There's more here, but my keyboard is acting up and it's hellish to keep this post even vaguely comprehensible.

Thursday, October 2, 2008

Roofnet

Ah! A recent paper, Mobicom '05. This was a design and deployment of a multi-hop ad-hoc network around MIT. It what is expected, where there are routers for each house and the routers collude to create paths to network gateways. I think it's quite clever and pretty useful. It doesn't quite make sense in developed areas where there are gateways in almost all houses, but it would be nice as a way to backup your connection in case of a local failure.

The paper itself had a few confusing points, particularly on the benefits of single-hop vs multi-hop. They argued each side of that a few times, based (seemingly) solely on what they implemented. Each scheme both increased and decreased throughput in different areas of the paper.

I do think this makes sense in areas with less wired infrastructure. For instance, a user may purchase this to get limited bandwidth through the roofnet system. Then, as they scale up, they can get a deeper wired connection and have it subsidized by other roofnet users.

It's also interesting that they did not hit the wall with scaling the system out. There should be a physical limit to the density of nodes allowed, as determined by the hardware channels available for communication.

There is likely more here, as I found this to be a particularly neat paper, but I'm tired and fairly out of it, so this ends here for now.

Modeling Wireless Links

Well, since I can't sleep tonight (too much bad news in a day) I decided to read and write about this paper.

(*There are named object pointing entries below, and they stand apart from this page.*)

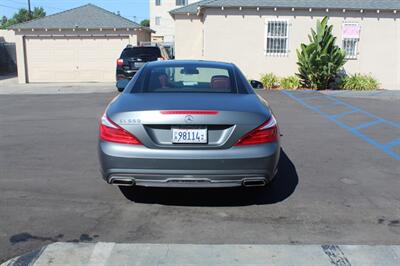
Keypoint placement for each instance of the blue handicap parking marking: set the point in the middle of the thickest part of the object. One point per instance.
(339, 112)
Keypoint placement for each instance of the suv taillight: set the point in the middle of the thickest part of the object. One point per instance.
(111, 132)
(266, 133)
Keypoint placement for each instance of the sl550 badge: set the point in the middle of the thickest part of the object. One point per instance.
(130, 121)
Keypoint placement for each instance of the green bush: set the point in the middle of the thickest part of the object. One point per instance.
(290, 82)
(321, 59)
(360, 82)
(270, 81)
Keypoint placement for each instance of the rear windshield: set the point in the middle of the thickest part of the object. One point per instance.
(187, 78)
(140, 52)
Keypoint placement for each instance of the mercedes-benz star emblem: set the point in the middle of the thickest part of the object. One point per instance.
(189, 119)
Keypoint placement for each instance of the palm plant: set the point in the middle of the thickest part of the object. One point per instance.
(321, 59)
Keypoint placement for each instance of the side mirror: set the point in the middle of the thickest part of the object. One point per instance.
(121, 84)
(256, 84)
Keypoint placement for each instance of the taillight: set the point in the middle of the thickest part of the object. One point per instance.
(111, 132)
(266, 133)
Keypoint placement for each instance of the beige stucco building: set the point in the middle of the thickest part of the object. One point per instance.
(262, 36)
(77, 45)
(161, 21)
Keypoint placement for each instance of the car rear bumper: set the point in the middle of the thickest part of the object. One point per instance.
(141, 166)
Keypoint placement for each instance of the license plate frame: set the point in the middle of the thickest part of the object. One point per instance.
(189, 135)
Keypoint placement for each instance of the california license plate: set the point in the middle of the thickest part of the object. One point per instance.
(189, 135)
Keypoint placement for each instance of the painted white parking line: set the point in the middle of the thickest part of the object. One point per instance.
(100, 254)
(110, 254)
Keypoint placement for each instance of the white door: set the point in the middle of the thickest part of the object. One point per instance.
(73, 59)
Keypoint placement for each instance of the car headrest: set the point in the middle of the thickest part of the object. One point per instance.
(220, 82)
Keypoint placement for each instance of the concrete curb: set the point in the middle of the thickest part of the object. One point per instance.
(104, 254)
(56, 88)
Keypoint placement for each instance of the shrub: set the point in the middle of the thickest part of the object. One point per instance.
(290, 82)
(320, 61)
(270, 80)
(360, 82)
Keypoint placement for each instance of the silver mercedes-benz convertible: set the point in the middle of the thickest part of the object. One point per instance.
(188, 124)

The content is quite simple, it notes that modeling wireless links is not always intuitive, leading to poor simulations of the technology. It then proceeds to give arguments about the appropriate ways to model each particular type of wireless link property.

I found it interesting that network simulators suck so badly. They seem like simple things to model, but perhaps this was before the advent of virtualization at the scale we see today. Has this improved since the publication of this work?

It's also neat that there can be important work on simply simulating networks. Click is an example of a router infrastructure that was designed for simulation as well. Perhaps simulating networks in areas where there are not many sources of reliable data would be a valid area for work.